JAKARTA, KOMPAS.com – Peneliti Pusat Studi Hukum dan Kebijakan Indonesia (PSHK) Miko Ginting menilai ada gap (jarak) kegentingan yang dirasakan Presiden Joko Widodo (Jokowi) dan publik atas kasus penyerangan terhadap penyidik Komisi Pemberantasan Korupsi (KPK) Novel Baswedan.
Setelah lebih dari empat puluh hari, polisi belum berhasil mengungkap pelaku penyerangan.
“Dalam kasus ini saya melihat ada kesenjangan kegentingan yang dirasakan Presiden. Pertama kali saat Novel diserang kemudian Presiden diwawancara, Presiden bilang ini peristiwa kriminal,” kata Miko dalam sebuah diskusi di sekretariat KontraS, Jakarta, Senin (22/5/2017).
Pandangan Presiden Jokowi atas kasus Novel, menurut Miko, sama dengan yang selama ini ada di benak kepolisian, yaitu kriminalitas biasa.
Padahal, banyak kalangan meyakini termasuk PSHK, bahwa kasus teror terhadap Novel bukanl kriminal biasa.

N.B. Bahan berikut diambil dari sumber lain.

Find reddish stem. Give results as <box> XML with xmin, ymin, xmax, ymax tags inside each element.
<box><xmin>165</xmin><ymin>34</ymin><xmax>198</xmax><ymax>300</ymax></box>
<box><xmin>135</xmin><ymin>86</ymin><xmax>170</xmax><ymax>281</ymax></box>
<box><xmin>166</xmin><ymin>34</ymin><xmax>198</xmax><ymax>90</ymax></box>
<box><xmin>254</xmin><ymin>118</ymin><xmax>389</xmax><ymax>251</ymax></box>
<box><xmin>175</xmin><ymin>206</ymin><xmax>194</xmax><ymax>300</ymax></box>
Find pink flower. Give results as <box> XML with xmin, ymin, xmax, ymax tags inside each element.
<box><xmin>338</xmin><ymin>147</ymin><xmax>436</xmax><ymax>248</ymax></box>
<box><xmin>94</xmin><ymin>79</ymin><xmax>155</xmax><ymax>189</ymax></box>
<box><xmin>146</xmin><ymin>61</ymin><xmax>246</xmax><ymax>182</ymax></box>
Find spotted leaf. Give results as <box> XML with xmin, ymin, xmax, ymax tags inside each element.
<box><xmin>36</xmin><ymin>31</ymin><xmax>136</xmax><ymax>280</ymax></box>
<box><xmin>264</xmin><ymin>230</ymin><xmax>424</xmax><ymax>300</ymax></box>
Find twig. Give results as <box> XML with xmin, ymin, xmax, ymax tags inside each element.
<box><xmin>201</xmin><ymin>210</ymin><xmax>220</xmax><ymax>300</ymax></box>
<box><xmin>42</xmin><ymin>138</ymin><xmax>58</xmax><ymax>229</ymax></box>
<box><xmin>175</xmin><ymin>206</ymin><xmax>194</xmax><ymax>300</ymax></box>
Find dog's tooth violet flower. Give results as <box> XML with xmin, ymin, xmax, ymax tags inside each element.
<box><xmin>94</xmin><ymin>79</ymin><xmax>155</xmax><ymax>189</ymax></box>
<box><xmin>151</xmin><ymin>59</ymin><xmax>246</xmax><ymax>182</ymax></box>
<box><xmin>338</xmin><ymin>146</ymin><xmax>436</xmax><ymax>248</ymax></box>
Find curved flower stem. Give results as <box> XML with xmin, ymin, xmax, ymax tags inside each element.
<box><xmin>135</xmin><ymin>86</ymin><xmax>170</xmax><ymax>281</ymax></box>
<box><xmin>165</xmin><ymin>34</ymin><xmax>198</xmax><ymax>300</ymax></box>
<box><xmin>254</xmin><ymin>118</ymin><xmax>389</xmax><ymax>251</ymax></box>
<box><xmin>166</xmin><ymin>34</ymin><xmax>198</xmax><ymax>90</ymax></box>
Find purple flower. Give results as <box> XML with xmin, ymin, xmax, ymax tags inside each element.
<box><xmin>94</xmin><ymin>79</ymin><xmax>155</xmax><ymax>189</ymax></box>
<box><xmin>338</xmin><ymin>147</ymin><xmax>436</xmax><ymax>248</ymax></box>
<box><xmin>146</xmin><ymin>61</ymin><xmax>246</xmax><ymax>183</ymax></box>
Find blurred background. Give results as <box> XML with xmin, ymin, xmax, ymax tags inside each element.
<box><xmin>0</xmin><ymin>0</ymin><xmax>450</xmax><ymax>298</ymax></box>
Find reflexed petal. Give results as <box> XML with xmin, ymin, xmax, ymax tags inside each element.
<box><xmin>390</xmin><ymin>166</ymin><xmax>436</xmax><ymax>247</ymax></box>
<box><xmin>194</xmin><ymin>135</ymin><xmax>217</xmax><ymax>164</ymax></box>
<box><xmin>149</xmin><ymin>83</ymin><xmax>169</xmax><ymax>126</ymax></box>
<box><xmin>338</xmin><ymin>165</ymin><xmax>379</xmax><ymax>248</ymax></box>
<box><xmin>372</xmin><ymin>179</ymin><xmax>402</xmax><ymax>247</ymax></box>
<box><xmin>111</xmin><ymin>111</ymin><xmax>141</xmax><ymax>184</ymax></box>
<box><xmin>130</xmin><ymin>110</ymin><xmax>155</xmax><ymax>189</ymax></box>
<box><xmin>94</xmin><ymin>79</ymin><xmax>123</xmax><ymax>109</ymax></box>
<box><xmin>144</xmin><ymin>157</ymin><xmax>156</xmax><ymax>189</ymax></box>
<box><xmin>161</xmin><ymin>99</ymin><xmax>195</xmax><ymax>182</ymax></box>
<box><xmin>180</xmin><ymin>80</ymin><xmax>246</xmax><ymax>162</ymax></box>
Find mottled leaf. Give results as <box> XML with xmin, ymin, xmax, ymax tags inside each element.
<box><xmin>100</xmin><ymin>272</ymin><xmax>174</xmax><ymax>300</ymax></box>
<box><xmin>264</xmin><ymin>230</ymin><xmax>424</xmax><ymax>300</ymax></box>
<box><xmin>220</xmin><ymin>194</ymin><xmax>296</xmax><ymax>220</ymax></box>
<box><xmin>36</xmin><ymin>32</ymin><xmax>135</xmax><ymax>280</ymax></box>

Baca: Kasus Penyerangan Novel Jadi Ujian Jokowi Perangi Korupsi
Menurut dia, peristiwa ini bagian dari upaya pelemahan KPK dalam memberantas korupsi.
Novel merupakan salah satu penyidik dalam sejumlah kasus besar termasuk mega-korupsi KTP elektronik.
“Anda bisa bayangkan seorang penyidik yang high profile, Novel, yang ditakuti banyak koruptor dan calon koruptor, lambang moralitas dan kepercayaan diri KPK, disiram air keras. Dan tidak ada kegentingan yang dirasakan oleh Presiden?” kata Miko.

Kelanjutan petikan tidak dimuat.